Tuttavia, quando si parla di sostenibilità, il grande pubblico spesso pensa solo agli aspetti legati alla tutela dell’ ambiente.
Sostenibilità: una definizione, mille declinazioni
I ricercatori e gli attivisti forniscono una definizione più ampia ed esaustiva: la sostenibilità è la soddisfazione dei bisogni del presente che non compromette la capacità delle generazioni future di soddisfare i propri.
Tale approccio, volto a un buon sostentamento per tutti, deve considerare sia i sistemi naturali che i sistemi umani e pensarli insieme, come parte integrante di solo grande affresco.
I 17 obiettivi di sviluppo sostenibile delle Nazioni Unite (OSS), correttamente, riguardano questioni di sviluppo ambientale, sociale ed economico, fornendo un quadro comune e pienamente concordato per affrontare i problemi di sostenibilità più urgenti.
Per raggiungere questi obiettivi, non sarà solo necessaria la collaborazione industrie, Paesi e comunità, ma sarà altresì necessario trovare nuovi modi di organizzare le nostre società e le loro economie.
Dall’ agrifood, al mondo del vino, alla moda, al design, cosmesi, fino a giungere alla meccanica e all’industria pesante… Nessun settore può sottrarsi alla sfida della sostenibilità.
Un ruolo centrale – in tema di sostenibilità – spetta quindi a tutti noi come cittadini, operatori economici, politici, giornalisti, manager, lavoratori …. Ma – prima di tutto – spetta a noi come consumatori.
Perché sono le nostre scelte quotidiane ad influenzare l’intero ecosistema
Tutti i grandi problemi che affliggono oggi il nostro pianeta – dal cambiamento climatico, alla distruzione delle specie animali, fino al problema dello sfruttamento del lavoro minorile – derivano dalle nostre scelte quotidiane.
Dalla decisione degli esseri umani di produrre in un modo e non in un altro. Così, noi consumatori abbiamo in modo quasi inconsapevole l’enorme potere di scegliere in che direzione andare ogni volta che facciamo un acquisto.
Negli ultimi anni ci si è sempre più avvicinati ad un modello di “consumo cosciente”: soprattutto i millennial e la “generazione z” basano le proprie decisioni di consumo sull’eticità dei prodotti. Tuttavia, le informazioni in base alle quali orientiamo le nostre scelte di consumo sono davvero corrette?
In buona parte degli aspetti della nostra vita abbiamo informazioni precise a disposizione in qualsiasi momento.
Il mio telefono può dirmi precisamente lo stato del mio conto corrente bancario, dove mi trovo su una mappa geografica o qual è il nome di una stella all’orizzonte.

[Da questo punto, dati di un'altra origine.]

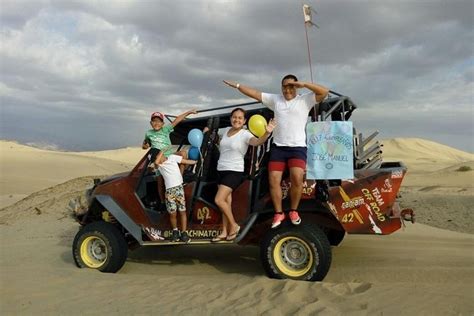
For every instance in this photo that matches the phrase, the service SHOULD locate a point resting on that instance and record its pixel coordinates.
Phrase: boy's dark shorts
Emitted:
(231, 179)
(281, 156)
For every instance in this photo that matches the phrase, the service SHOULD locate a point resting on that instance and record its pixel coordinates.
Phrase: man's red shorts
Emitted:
(281, 156)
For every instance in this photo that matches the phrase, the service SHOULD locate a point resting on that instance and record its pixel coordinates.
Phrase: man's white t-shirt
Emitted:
(291, 117)
(169, 169)
(232, 150)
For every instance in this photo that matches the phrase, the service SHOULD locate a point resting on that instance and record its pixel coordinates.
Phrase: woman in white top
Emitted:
(230, 167)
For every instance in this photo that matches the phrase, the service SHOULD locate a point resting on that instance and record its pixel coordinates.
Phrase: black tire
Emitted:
(296, 252)
(100, 246)
(335, 236)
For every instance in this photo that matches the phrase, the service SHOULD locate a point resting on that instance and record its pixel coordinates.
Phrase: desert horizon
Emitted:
(428, 266)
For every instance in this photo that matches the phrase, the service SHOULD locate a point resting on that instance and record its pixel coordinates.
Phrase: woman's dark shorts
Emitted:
(283, 156)
(231, 179)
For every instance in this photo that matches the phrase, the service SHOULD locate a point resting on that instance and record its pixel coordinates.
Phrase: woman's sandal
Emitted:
(232, 236)
(219, 238)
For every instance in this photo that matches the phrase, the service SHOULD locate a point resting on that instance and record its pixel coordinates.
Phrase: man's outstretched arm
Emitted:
(248, 91)
(320, 91)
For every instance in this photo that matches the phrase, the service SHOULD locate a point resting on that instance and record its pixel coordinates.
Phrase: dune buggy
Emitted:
(121, 211)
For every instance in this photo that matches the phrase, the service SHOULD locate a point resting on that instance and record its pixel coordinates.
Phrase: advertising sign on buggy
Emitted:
(330, 150)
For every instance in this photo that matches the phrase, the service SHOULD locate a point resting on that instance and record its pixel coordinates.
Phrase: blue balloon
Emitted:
(195, 137)
(193, 153)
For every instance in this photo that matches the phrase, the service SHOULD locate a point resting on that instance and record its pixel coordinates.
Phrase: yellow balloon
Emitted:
(257, 125)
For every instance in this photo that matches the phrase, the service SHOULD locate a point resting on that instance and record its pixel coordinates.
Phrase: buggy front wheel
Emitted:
(296, 252)
(100, 246)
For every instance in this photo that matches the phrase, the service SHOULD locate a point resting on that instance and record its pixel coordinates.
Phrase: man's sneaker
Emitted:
(175, 235)
(295, 218)
(277, 219)
(184, 237)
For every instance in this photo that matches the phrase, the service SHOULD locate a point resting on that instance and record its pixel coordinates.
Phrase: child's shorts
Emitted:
(175, 200)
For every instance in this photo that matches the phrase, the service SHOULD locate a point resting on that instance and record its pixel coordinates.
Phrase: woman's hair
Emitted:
(238, 109)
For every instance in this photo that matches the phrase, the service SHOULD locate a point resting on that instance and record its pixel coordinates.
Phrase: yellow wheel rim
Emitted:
(293, 256)
(93, 252)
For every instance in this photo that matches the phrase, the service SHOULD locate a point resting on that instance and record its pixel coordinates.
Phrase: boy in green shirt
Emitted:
(159, 137)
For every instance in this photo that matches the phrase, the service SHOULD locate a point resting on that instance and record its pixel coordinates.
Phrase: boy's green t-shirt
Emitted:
(161, 139)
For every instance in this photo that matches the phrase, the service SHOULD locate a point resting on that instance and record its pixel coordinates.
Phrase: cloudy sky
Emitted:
(85, 75)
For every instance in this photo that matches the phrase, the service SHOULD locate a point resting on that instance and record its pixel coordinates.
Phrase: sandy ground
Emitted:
(421, 270)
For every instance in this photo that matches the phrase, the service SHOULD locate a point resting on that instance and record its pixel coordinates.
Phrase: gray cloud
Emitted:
(88, 68)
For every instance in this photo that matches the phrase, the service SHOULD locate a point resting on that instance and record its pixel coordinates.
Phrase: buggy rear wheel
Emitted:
(297, 253)
(100, 246)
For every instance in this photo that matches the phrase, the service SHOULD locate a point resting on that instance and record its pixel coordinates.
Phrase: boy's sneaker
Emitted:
(184, 237)
(175, 235)
(295, 218)
(277, 219)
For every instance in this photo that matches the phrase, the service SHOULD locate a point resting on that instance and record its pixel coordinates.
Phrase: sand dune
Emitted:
(422, 155)
(420, 270)
(25, 170)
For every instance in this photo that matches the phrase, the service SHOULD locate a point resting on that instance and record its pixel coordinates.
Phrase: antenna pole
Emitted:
(309, 53)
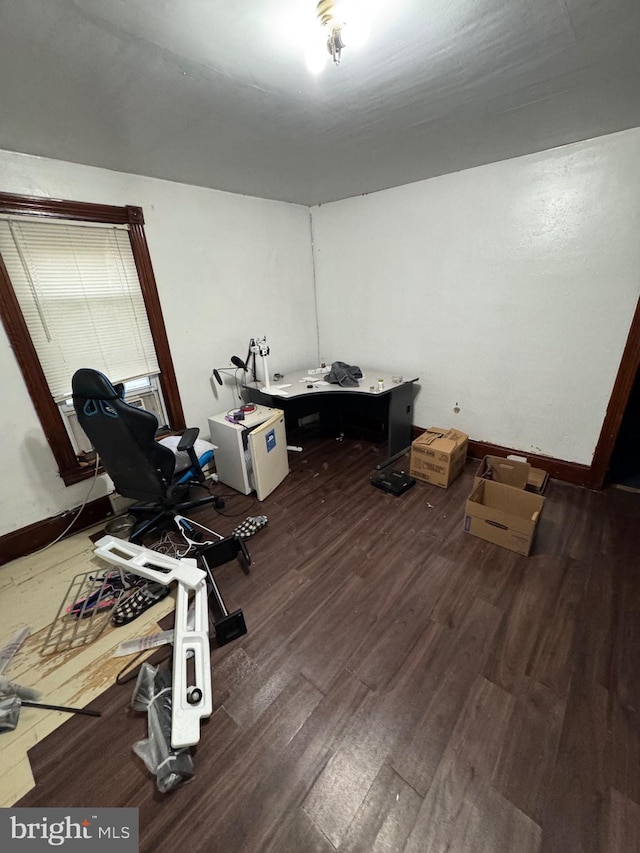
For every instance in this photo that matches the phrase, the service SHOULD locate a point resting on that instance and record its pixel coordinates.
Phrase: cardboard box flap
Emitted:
(503, 470)
(444, 440)
(505, 507)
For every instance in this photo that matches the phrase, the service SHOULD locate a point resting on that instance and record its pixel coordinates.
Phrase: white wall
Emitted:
(509, 289)
(228, 268)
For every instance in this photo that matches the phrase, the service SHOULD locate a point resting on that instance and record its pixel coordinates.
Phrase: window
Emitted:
(54, 311)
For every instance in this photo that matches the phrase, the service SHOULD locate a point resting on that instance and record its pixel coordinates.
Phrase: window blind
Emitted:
(78, 289)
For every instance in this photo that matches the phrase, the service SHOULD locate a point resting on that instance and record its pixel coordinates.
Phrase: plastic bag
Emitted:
(9, 713)
(171, 767)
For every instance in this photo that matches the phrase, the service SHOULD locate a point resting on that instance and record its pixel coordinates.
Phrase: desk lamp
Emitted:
(258, 346)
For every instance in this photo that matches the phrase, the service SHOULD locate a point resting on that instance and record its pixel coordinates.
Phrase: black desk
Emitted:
(387, 413)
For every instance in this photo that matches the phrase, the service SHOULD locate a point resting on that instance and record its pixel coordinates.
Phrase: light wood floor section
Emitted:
(31, 590)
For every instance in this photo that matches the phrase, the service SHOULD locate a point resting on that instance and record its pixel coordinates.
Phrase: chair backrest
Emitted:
(124, 436)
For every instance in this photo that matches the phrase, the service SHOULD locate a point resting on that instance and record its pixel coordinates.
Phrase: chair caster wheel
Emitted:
(194, 695)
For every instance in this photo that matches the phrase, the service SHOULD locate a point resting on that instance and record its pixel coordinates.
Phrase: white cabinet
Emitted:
(251, 454)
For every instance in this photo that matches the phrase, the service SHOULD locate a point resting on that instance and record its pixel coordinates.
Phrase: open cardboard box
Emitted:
(503, 515)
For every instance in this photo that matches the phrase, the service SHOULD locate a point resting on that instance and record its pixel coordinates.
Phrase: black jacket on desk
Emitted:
(343, 374)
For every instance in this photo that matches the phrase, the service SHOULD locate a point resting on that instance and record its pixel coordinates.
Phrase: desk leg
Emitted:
(399, 424)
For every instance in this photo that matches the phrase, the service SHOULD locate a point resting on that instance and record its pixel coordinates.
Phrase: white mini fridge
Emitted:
(251, 454)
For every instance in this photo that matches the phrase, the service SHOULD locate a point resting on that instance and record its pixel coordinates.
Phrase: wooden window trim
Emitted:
(69, 467)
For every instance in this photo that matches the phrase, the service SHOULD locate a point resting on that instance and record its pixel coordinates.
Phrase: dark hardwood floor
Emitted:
(403, 686)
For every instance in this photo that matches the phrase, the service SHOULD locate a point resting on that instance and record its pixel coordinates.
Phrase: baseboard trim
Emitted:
(28, 539)
(569, 472)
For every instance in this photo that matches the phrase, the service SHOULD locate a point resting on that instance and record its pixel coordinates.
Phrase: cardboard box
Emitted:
(503, 515)
(501, 470)
(537, 480)
(438, 456)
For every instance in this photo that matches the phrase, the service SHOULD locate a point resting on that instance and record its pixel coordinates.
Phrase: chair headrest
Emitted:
(90, 384)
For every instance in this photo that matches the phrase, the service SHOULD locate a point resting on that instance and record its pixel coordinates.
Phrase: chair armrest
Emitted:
(186, 443)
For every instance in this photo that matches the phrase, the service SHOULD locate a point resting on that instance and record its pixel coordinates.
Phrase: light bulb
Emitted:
(316, 56)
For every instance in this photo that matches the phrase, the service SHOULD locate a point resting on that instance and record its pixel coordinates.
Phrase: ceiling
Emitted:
(217, 94)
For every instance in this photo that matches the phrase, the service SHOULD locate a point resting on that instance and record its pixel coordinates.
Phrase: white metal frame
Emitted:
(190, 702)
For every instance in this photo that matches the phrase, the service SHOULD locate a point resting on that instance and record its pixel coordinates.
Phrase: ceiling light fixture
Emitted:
(343, 23)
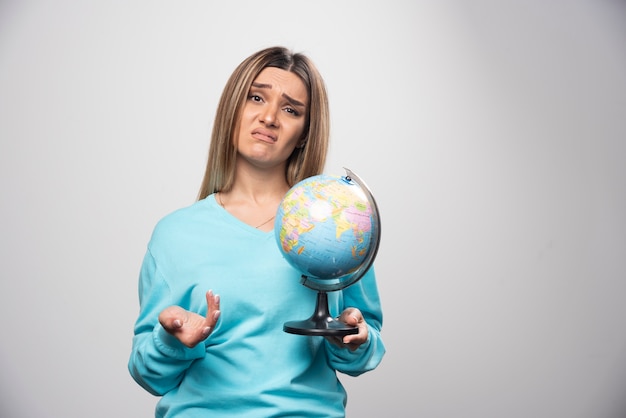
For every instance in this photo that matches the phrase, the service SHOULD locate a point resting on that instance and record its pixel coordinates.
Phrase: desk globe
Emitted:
(328, 228)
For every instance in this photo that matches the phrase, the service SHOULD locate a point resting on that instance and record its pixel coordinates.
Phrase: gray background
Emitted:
(493, 135)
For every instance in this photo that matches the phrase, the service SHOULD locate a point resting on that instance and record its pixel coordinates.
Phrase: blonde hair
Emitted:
(305, 161)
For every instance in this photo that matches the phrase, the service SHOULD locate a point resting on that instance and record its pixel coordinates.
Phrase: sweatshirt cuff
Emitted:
(170, 346)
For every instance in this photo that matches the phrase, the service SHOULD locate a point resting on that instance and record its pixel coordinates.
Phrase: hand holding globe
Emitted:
(328, 228)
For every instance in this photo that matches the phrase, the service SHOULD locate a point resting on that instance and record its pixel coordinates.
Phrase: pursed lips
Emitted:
(264, 135)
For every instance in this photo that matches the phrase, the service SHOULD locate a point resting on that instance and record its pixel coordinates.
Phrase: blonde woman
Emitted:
(214, 289)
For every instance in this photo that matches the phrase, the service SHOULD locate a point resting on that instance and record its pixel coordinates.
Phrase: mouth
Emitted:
(264, 135)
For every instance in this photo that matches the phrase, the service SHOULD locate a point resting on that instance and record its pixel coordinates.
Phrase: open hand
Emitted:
(189, 327)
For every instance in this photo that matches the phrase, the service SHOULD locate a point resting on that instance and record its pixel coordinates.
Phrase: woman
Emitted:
(227, 355)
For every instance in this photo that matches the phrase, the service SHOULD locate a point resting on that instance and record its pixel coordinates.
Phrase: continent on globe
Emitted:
(324, 226)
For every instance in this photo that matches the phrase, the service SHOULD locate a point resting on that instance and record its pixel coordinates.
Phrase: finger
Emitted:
(213, 305)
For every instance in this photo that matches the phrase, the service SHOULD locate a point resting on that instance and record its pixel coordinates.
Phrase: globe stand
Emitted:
(321, 322)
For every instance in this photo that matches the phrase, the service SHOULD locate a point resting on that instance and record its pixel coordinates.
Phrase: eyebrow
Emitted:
(286, 96)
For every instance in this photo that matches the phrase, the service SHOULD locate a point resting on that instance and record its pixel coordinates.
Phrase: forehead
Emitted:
(282, 82)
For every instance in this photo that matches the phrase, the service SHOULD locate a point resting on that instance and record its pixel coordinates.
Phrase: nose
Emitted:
(269, 115)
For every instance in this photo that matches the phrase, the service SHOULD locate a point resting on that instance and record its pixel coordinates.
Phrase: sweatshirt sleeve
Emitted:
(364, 296)
(158, 361)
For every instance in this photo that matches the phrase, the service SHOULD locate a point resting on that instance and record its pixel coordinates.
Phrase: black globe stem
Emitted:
(321, 322)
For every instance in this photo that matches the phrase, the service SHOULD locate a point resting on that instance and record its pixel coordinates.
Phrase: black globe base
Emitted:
(320, 323)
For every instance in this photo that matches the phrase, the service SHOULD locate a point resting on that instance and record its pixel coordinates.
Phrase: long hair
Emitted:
(305, 161)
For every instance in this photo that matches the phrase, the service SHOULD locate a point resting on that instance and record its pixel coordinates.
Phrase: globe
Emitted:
(328, 228)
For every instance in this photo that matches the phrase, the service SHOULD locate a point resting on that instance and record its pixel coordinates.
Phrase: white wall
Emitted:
(493, 135)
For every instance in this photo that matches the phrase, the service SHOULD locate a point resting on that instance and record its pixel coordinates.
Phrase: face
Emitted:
(273, 118)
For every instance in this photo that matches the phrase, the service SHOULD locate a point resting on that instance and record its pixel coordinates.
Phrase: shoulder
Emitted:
(181, 220)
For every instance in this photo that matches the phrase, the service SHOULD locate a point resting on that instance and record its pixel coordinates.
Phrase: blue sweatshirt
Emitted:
(248, 366)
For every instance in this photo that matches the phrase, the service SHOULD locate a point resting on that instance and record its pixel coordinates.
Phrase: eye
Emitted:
(292, 111)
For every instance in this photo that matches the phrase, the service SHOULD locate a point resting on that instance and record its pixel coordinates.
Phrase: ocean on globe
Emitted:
(324, 227)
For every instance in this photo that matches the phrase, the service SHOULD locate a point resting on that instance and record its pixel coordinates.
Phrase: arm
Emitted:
(159, 359)
(358, 353)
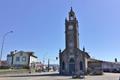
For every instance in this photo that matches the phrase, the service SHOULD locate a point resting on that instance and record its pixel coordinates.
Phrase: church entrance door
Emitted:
(71, 66)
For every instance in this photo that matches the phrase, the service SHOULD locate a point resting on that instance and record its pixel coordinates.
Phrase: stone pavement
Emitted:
(55, 76)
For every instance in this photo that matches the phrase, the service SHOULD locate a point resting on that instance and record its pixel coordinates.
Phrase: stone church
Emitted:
(72, 59)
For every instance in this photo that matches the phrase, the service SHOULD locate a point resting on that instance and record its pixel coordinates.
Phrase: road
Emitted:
(55, 76)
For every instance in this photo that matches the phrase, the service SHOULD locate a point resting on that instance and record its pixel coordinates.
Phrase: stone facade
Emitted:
(72, 59)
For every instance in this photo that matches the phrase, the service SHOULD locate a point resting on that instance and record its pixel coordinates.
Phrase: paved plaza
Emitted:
(55, 76)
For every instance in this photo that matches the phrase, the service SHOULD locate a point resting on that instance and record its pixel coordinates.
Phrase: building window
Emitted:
(24, 58)
(81, 65)
(17, 59)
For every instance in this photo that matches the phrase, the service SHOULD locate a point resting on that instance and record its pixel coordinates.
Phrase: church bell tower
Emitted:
(71, 31)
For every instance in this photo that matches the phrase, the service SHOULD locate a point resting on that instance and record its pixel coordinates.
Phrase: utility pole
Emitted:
(48, 64)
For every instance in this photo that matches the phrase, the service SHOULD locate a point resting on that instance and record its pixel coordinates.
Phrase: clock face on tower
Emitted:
(71, 44)
(70, 27)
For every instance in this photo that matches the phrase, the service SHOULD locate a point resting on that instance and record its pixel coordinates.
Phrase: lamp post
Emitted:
(3, 43)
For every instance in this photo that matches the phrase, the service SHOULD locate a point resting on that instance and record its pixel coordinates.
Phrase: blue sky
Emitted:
(38, 26)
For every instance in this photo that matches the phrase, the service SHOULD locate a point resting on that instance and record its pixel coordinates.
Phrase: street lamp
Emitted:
(3, 43)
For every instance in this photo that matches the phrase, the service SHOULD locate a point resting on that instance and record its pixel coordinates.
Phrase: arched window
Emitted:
(81, 65)
(63, 65)
(71, 60)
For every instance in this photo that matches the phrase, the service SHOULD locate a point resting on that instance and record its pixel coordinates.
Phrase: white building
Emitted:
(21, 59)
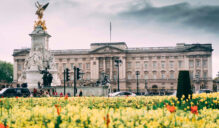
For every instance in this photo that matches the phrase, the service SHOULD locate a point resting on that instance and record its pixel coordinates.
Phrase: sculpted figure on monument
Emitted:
(40, 9)
(47, 78)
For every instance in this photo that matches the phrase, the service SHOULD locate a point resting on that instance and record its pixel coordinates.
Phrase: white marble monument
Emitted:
(39, 57)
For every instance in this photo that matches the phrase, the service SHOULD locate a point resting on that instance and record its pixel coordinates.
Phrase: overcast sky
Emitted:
(74, 24)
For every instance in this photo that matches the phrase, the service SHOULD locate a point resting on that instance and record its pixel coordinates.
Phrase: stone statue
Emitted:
(47, 78)
(40, 9)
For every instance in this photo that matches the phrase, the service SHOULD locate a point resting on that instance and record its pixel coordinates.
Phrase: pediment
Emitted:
(107, 49)
(199, 48)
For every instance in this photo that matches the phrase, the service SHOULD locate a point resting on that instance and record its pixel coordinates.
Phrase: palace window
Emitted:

Eppure, questo accesso trasparente alle informazioni scompare quasi del tutto quando si tratta di informazioni relative ai prodotti che acquistiamo.
Davanti al bancone del fresco in un qualsiasi supermercato possiamo scegliere tra differenti tipologie di pesce, ma difficilmente sapremo con certezza dove questo è stato pescato, con che metodologie, come è stato trasportato, se sono stati utilizzati metodi di pesca sostenibile, come è stato tagliato, conservato… E questo vale per qualsiasi prodotto in commercio, dal succo di frutta alla giacca invernale.
Buona parte dei consumatori non sceglierebbe mai prodotti non sostenibili da un punto di vista ambientale e sociale se avesse la possibilità di scegliere. Se avesse accesso a informazioni chiare e trasparenti relative a tutta la catena produttiva di ciò che sta per acquistare.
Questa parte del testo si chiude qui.